Title: Rescaling the energy label for washing machines: an opportunity to bring technology development and consumer behaviour closer together
Citation: ENERGY EFFICIENCY vol. 13 no. 1 p. 51–67
Publisher: SPRINGER
Publication Year: 2020
JRC N°: JRC118144
ISSN: 1570-6478 (online),1570-646X (print)
URI: https://link.springer.com/content/pdf/10.1007%2Fs12053-019-09829-4.pdf
DOI: 10.1007/s12053-019-09829-4
Type: Articles in periodicals and books
Abstract: Washing machines have in recent years incorporated programmes that are very energy- and water-efficient, but this entails a long programme duration, often beyond four hours. These are also the programmes that manufactures use to define, test and declare the overall water and energy efficiency of the machines. In response to these developments, there is evidence that consumers are reluctant to use excessively lengthy programmes, even if they are aware that the programmes are more energy-efficient. This paper analyses this divergence of programme offer and programme use, which jeopardises the energy efficiency policy objectives for these appliances in the European Union (EU).
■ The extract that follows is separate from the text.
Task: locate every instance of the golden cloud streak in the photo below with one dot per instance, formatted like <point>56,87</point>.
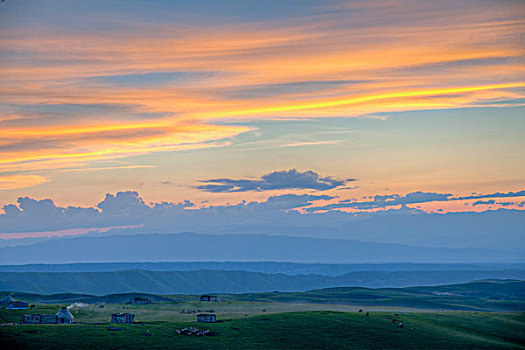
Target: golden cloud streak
<point>323,65</point>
The paper explores several policy measures to address this divergence, discussed in the context of the revision of the Ecodesign and Energy Labelling Regulations that apply to washing machines in the EU. Three different measures are studied: the provision of information about the programme duration on the energy label, the inclusion of time as an intrinsic parameter of the energy efficiency index calculations, and the setting of a programme duration cap. The paper concludes that introducing programme duration as an additional parameter of the energy efficiency index would result in the highest energy savings. However, this scenario is associated with significant uncertainties since competition among manufacturers for a better energy label classification will not solely focus on energy efficiency aspects, and the outcome of such competition is unclear. The other two measures investigated are less effective but would also deliver savings. A programme duration cap would bring energy savings if consumers are aware of their existence and select the now shorter yet energy-efficient programmes more often. The provision of programme duration information on the energy label would also be effective, but requires that consumers are able to correctly understand it.